Monday, September 03, 2007

Interestingly rude answer?!!!

So, my preceptor was making a comment that last nite was my last nite. Then she added, well, it's not her last but it's her last with me. Another drexel co-op sitting infront me while i add my I&O goes "is your last night?" Trying not to loose focus on the numbers i'm adding, i respond "you heard what she said." Poor **** opens her mouth and goes "that's an interstingly rude answer."
If i wasn't a Christian, my first reaction woulda been wtf?!! But then again this is someone who has serious issues with stuff that comes out from ppls mouth or even ppls reactions. So, i refused to pay attention to what she said or say anything and she got up and left. I was not gonna drag that negativity she was trying to breed onto me and make it something hugh. I just didn't care if that was what she thought it is. I am soo sick of that attitude!

This person takes things soo personally that even when it doesn't relate to her she claims it does and creates huge mountains out of mole hills. I mean the other day, i got off the shuttle and she tells me someone is asking to speak to me. i looked back when she called me, stood to listen to what she said then kept walking. She followed me to ask "why r you ignoring me?" if i was ignoring her i woulda kept on walking when when she called and not even stood to listen to her. And btw, this was after a test where i was semi-depressed about the whole exam thingy.
Last time, she comes into a session with julie and i. Oh, i saw her tutoring, said hello and said i'll see her at work. Then she comes to know on the door where Julie and I were, opens it and goes "what are you doing?" While i understand that curiosity is part of human nature, what i don't get is how the heck is that part of a her silly business! So, since we had a recorder taping everything and i didn't want to go like "get out of here," i politely say, "you're taking up our time" and sorta point to the recorder on the table. She still stands ther and keep going what are you guys doing for like 2 more times and i say the same thing and even add, we're on the clock here and then she goes are you playing a game. As much as i wanted to scream the hell out of our session, i still kept trying to tell that noozy nosed person to in the same way to stop taking our time, we're recording something. Finally, she gets it, says sorry and leaves.
She sees me at work and goes "thanks for screaming at me." Huh?!!! why would i scream in front of a stranger. So i reply, thanks for intruding on my session.
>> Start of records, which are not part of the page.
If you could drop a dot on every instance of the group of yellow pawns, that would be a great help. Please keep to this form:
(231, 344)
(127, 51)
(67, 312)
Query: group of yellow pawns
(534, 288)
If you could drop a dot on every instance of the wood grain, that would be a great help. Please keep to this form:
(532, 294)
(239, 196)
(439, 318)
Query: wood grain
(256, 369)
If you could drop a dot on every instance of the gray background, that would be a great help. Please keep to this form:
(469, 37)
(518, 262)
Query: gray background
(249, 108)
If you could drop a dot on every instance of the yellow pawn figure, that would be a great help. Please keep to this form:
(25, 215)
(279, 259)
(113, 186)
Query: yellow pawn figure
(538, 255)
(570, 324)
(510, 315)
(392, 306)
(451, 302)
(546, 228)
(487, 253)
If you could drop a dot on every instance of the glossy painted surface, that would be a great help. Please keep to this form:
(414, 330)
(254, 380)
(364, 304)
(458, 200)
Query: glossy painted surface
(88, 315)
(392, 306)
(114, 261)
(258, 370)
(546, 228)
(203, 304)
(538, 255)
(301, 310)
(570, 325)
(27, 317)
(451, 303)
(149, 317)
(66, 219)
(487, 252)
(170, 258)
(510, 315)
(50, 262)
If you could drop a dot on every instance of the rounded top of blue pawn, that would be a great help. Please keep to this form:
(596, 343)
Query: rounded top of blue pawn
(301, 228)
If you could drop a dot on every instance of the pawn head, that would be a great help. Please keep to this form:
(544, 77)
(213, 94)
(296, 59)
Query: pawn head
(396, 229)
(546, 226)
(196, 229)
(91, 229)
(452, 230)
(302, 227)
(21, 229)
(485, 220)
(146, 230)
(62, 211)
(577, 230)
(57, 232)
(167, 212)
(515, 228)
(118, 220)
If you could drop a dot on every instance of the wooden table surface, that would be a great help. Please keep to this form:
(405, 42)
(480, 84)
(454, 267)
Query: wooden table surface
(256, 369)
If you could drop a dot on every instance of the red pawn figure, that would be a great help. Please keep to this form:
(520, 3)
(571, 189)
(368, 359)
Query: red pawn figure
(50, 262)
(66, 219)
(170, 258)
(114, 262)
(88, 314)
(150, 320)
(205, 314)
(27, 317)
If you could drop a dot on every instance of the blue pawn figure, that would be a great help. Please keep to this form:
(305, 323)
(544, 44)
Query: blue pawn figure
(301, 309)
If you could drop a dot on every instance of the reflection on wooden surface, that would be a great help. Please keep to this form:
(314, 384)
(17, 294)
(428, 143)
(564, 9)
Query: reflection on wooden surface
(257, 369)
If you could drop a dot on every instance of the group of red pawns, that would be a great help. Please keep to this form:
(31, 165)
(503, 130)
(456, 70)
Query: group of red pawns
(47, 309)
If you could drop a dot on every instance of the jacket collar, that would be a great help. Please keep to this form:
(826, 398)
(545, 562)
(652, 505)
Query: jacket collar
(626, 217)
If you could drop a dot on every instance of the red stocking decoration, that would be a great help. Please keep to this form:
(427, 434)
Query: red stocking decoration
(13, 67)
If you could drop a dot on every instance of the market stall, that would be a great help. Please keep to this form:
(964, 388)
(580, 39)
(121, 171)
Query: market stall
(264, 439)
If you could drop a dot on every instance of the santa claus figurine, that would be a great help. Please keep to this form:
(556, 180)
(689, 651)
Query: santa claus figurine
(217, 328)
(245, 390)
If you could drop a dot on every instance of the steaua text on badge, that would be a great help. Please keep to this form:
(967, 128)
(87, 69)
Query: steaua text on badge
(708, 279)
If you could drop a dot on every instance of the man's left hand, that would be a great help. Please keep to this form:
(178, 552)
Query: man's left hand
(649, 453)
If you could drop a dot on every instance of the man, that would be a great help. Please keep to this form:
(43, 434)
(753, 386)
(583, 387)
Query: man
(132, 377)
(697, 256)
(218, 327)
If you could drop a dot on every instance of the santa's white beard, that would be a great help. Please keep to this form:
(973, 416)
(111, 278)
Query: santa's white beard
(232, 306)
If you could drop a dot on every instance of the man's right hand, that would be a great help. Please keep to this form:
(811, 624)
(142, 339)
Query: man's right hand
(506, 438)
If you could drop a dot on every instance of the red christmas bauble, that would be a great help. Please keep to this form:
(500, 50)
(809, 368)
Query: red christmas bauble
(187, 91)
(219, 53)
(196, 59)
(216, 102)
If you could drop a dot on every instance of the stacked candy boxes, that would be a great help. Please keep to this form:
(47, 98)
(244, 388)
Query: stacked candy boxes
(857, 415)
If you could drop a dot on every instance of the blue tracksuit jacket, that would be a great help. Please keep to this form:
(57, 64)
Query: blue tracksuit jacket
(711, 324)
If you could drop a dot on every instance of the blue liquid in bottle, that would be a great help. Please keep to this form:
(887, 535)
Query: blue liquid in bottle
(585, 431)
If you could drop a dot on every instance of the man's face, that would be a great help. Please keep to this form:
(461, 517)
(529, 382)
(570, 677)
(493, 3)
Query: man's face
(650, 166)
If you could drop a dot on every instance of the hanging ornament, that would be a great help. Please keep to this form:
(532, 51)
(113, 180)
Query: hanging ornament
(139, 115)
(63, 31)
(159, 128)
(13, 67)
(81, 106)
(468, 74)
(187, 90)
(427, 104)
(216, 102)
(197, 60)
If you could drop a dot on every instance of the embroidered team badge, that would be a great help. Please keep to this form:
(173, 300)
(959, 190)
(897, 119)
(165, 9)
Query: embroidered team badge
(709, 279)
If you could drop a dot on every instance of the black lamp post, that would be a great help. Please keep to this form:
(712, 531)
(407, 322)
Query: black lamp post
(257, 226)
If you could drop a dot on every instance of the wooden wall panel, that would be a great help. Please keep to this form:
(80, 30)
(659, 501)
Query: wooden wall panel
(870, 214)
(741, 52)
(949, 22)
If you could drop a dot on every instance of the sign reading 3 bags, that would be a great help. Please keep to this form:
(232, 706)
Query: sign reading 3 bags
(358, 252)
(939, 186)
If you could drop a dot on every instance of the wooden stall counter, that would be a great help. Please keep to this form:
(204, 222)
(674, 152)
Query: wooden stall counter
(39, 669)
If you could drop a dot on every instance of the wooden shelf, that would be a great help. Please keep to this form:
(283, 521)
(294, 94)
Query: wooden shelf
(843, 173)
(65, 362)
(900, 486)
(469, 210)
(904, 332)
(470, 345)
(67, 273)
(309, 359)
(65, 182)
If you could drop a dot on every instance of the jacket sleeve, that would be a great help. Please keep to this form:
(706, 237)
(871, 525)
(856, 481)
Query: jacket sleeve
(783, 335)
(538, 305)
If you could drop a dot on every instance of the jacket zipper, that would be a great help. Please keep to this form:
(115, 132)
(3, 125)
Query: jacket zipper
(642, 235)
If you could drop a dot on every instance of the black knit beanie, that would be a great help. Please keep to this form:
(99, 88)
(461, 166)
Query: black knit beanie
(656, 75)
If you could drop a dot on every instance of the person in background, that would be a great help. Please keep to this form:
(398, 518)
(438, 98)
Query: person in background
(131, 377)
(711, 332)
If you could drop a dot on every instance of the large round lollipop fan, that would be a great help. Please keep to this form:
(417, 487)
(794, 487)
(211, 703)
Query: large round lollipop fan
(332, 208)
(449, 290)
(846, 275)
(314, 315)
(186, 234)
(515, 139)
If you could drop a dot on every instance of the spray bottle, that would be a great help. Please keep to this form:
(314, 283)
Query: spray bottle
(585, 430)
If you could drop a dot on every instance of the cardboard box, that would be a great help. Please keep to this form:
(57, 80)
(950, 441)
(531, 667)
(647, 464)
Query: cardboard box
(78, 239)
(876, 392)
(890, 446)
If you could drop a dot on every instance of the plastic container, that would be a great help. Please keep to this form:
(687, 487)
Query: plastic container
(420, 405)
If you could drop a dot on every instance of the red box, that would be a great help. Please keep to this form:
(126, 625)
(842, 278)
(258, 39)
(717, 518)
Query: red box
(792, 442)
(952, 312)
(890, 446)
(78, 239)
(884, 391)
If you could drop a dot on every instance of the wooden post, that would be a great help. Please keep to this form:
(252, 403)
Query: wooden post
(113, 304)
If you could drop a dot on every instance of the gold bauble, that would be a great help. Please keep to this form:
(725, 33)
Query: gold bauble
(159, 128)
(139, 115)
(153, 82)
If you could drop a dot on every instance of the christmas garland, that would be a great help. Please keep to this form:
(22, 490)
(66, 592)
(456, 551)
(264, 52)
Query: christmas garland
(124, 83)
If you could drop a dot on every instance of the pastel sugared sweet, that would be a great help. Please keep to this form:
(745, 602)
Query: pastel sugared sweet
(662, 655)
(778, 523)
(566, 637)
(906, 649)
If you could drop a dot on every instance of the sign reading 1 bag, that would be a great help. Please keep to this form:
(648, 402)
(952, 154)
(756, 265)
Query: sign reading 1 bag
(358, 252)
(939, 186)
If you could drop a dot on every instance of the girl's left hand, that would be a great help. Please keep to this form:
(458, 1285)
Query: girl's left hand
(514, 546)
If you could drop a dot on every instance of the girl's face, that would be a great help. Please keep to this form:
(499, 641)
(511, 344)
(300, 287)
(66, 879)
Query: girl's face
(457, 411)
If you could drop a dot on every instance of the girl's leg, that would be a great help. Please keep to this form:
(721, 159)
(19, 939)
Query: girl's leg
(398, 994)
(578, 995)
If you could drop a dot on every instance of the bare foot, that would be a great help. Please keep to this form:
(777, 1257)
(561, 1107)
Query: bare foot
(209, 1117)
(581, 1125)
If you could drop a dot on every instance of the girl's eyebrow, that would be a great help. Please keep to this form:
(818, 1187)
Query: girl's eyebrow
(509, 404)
Once again, she takes that on the offensive side, and i really didn't care this time. She starts giving me a cold shoulder. i figured if she needs to talk to me, i'm always open and will answer her so i went about my business. One nurse tried to find a picture on my facebook profile and since i wasn't willing to show it, she asks "girlfriend" here to show her. So i follow her and when i got near girlfriend, her first reaction was "why are you intruding in my email?" What the bloody ****!!! I wanted to go "have i held your hands or the keyboard or am i hacking into the computer you're using but i just left for the sake of peace.
Now that was SUPER childish. I mean a six-year-old coulda behave better, than she a 22-year-old. I told her right there she has serious issues and she goes in the most angry, irrate almost to the point-of-tears-tone that i should never say that to her. Like i give a crap what she said, i just left her to her bitter misery. I'd already removed the picture from facebook.

Of course, she stopped that cold silly attitude of hers and i guess she stopped cuz i just said hi to her or what i needed to say to her and went about my business. I really haven't given much of my time to her since then cuz i just can't deal with her. She's too much of an emotional and physical burden for me and i just refuse to carry it. I honestly have no hard feelings towards, if there was anything at all, which i don't think there is, i have let it go and forgiven her. I just don't have time to deal with her self-centeredness where she things everything is about her. Maybe i'm being a li'l bit of a harsh critic here but onvr upon a time, I, too, used to think the everything was all about me and i hope i don't hate this trait cuz i possess it myself, cuz i think i'm done and over with.

I just pray to God to help me life a peace with everyone here so i can have my peace of mind, Amen.